In October, Commissioners Jim Renninger and Mike Cella said it was unfair to penalize Bff, which had already been operating at the mall when the new ordinance passed.

Renninger repeated his support of grandfathering Bff in during the Nov. 9 meeting.

“I think this ordinance was passed with a little bit of emotionalism due to the animal rescue that the county had to conduct,” he said, “but this business has never had an issue. To penalize this business for another irresponsible pet provider, I think, is not correct.”

Commissioners Wayne Bolla and Betsy Condon countered that the county spent $2 million rescuing 170 animals from what Condon described as a puppy mill and that the new ordinance was designed to prevent repeat crises.

During the Nov. 9 meeting, Condon doubled down on her opposition to allowing Bff to stay in business, citing the pet store’s past deceptive selling practices and describing the abuse of a dog at the hands of an Old Jennings Road puppy mill.

“(It) is a five-pound Yorkie,” Condon said. “Her name is Sweet P; she’s adorable.
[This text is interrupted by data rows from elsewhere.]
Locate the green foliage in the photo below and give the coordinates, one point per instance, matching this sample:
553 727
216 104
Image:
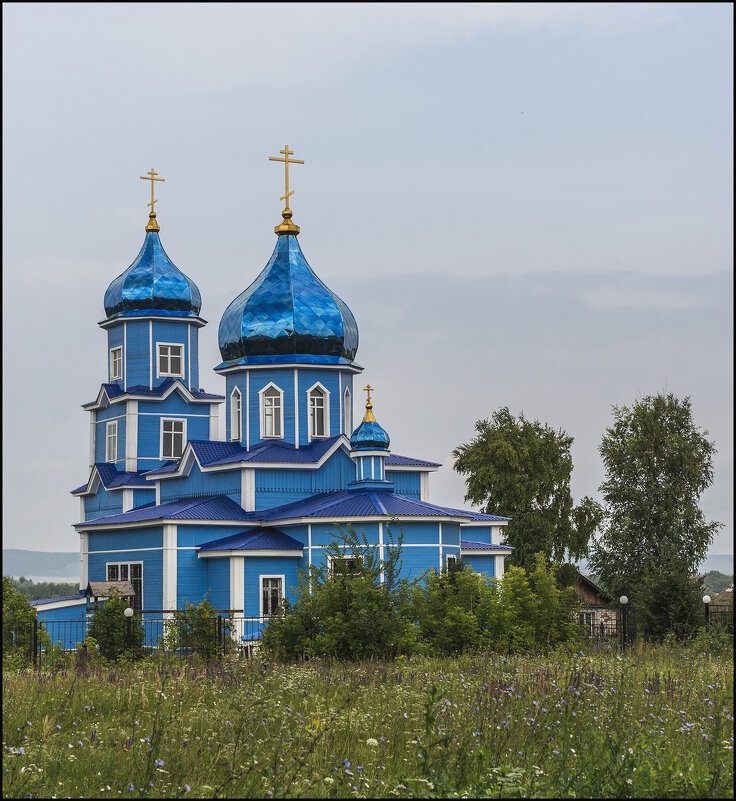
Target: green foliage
110 630
346 614
200 628
714 581
521 469
657 464
34 591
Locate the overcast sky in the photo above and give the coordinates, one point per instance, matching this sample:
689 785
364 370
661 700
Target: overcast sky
524 205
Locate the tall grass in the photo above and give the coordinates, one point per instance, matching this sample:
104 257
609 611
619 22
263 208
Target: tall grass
656 722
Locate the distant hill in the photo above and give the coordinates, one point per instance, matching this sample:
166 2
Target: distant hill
61 564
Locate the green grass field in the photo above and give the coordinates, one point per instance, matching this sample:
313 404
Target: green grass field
657 722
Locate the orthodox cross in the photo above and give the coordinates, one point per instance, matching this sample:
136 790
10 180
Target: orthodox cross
286 160
152 178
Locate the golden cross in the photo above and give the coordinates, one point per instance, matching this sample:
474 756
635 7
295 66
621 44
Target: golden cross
286 161
151 179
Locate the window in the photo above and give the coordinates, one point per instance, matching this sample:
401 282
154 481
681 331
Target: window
132 572
347 422
170 360
272 412
116 363
111 441
173 437
317 413
272 593
235 414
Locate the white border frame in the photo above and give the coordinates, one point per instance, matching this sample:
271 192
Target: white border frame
185 442
262 410
159 374
326 395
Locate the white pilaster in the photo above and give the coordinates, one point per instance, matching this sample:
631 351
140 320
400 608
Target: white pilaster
248 489
83 559
92 431
169 568
237 583
131 435
296 408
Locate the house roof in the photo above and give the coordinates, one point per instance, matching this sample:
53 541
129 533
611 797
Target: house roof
259 539
215 507
472 545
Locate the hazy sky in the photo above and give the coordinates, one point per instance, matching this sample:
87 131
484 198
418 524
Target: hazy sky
523 204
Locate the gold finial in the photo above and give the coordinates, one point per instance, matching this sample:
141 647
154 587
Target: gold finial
368 417
150 176
287 226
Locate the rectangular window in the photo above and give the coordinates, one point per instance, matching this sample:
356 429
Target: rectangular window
111 441
173 438
171 360
132 572
116 363
272 595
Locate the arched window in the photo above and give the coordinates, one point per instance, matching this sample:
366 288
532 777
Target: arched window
235 415
317 412
272 412
347 413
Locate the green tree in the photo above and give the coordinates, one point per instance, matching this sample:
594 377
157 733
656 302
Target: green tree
521 469
657 464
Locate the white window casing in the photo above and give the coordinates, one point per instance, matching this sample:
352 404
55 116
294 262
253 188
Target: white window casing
170 360
173 437
111 441
116 363
272 412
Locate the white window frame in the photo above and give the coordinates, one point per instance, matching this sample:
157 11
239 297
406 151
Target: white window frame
347 412
168 373
161 435
114 353
282 578
326 409
128 565
236 399
262 405
111 435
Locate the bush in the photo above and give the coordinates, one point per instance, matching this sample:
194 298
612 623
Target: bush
109 629
198 628
348 614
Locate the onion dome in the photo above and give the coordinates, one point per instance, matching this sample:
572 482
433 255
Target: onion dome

She can’t walk right because she spent eight years in a cage, and she had puppies time after time after time.”

 “I think that some of the puppies that probably come to this place are not raised in a scrupulous manner,” Condon said of the mall puppy store.

In October, Burke criticized Bff’s pricing practices, calling them deceptive.

During the November meeting, Raymond told commissioners that 74% of the puppies sold in her store were priced between $2,000 and $3,000.

Burke said that after talking to Raymond, her perspective changed.

“My concern was that people come in there, and they don’t know the price,” Burke said. “However, this is sales, so you don’t want to turn the people off immediately when they walk into the store.”

“The people that would be coming into this kind of store to buy a puppy,” she added, “would maybe pay this price as opposed to someone that wanted to go to the shelter and buy animals.”